The train stopped at little stations on the way, the first one looking particularly like that in 'The Railway Children'. At one there was a longer stop and we all got off and rushed to the chai stall. I had hardly eaten the day before and was starving and bought a couple of delicious, spicy vegetable pakora-like balls. Unlike British Rail, you never need go hungry or thirsty on an Indian platform. As we approached the two hill stations of Coonor and Ooty, the now familiar tea plantations appeared and the tall eucalyptus like trees which I still dont have a name for.
At Coonor the steam train was replaced by a slightly faster diesel (with no cog line) for the last less precipitous leg of the journey. I was really sad when we finally drew into Ooty station. This had been a wonderful journey, even better than I had expected. Paul, if you are still out there reading this, you HAVE to make the trip (and book seat number 1 on the left side.
Coonor had looked tatty, dominated by what I think is a military munitions factory. Ooty (easier to say than its other names Udhagamandalam and Ootacamund) is a also and unappealing, uncontrolled sprawl, with little signs so far of its colonial past (though I'm going to explore more tomorrow). However, as it is less frenetic than larger towns, I have just enjoyed my afternoon stroll through the bazaar and commercial area, taking photos of the stalls that one so quickly takes for granted in India.

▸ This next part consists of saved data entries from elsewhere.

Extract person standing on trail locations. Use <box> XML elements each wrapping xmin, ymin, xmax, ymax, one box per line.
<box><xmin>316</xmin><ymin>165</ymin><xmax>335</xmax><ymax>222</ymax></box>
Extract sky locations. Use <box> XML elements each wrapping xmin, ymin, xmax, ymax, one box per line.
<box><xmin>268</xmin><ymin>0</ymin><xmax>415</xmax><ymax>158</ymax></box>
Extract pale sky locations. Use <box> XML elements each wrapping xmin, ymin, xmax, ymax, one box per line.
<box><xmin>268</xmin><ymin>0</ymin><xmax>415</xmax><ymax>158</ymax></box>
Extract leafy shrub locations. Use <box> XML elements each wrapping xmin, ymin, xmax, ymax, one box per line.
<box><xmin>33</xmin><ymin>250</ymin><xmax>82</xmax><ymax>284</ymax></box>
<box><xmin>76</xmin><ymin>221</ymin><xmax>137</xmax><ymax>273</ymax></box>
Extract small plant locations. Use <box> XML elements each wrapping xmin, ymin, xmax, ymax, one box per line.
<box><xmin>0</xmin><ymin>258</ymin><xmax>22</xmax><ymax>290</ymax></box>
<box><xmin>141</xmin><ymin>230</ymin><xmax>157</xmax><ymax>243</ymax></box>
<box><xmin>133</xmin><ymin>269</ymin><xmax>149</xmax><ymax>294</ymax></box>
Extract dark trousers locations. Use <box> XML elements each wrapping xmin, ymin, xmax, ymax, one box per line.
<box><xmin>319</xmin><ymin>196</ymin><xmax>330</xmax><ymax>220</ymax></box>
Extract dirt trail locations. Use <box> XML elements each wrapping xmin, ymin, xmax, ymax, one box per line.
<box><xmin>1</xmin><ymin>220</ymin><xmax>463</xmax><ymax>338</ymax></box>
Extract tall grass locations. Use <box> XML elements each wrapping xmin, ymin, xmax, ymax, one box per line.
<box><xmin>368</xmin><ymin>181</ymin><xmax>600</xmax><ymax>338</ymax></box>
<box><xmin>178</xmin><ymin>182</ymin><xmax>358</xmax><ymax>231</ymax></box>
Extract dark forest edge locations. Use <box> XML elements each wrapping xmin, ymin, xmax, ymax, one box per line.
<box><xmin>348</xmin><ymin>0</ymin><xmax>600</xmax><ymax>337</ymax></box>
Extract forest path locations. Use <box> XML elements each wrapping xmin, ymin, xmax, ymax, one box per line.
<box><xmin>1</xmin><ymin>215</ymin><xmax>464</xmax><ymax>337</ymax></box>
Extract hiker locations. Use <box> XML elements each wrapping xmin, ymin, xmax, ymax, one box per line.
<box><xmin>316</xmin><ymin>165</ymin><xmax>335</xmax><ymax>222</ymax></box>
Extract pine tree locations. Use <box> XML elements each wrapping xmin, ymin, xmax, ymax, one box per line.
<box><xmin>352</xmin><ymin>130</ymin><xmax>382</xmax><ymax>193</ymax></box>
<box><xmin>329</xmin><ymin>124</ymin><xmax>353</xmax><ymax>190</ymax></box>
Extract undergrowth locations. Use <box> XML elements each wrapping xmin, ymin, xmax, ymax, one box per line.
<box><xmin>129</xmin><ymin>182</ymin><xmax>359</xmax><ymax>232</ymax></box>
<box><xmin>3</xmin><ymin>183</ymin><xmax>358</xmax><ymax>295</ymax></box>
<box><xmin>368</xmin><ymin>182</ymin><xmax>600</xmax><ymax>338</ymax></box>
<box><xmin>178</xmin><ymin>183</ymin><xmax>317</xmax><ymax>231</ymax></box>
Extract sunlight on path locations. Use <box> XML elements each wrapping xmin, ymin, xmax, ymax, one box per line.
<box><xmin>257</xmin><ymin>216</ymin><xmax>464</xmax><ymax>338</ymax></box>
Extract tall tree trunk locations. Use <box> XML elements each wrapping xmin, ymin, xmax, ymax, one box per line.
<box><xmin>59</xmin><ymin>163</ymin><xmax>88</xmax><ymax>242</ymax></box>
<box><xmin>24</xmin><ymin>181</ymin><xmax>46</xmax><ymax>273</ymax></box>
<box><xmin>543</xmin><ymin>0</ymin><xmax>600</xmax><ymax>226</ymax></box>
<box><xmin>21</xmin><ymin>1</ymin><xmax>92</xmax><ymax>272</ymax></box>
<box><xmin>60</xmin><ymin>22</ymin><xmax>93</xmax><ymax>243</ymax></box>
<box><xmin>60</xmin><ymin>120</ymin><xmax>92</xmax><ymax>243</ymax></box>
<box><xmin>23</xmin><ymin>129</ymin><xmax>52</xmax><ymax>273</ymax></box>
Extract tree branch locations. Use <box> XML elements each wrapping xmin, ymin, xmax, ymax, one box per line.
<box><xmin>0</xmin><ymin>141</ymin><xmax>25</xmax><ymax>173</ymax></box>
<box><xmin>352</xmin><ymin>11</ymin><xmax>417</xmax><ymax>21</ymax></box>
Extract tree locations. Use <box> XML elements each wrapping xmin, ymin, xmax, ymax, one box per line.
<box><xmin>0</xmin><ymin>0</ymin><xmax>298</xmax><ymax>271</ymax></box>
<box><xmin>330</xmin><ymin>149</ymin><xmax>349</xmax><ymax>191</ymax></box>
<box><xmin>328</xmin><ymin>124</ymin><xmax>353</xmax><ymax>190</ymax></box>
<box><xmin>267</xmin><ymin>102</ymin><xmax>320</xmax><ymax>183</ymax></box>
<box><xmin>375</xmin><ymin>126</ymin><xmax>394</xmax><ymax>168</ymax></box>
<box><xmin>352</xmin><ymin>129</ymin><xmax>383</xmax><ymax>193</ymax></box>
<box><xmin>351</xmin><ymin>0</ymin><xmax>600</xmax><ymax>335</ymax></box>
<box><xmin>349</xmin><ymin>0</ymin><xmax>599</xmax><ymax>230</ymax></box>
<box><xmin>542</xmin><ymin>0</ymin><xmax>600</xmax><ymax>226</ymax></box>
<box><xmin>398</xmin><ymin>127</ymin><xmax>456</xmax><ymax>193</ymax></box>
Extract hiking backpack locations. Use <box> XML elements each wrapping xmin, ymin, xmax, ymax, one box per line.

I'm staying at the YWCA in a rather bleak (bottom of the range, at 250 rupees a night) but clean room in what was in previous existence a palatial tea planter's bungalow (unlike British bungalows, it is actually on two floors). There is a huge sitting room, complete with fireplace - necessary here - and dining room, where I had lunch with an English couple and a French/Polish couple with a ten-year-old child. The English were probably nearer 70 than 60 and clearly habitual travellers since taking retirement. Improbable at first, as the husband, a retired 'Government scientist' (meteorologist he hastened to add, nothing directly to do with defence) was particularly British. They were both very jolly and I could see that the guesthouse staff and rickshaw driver responded with warmth to their obvious enthusiasm and appreciation.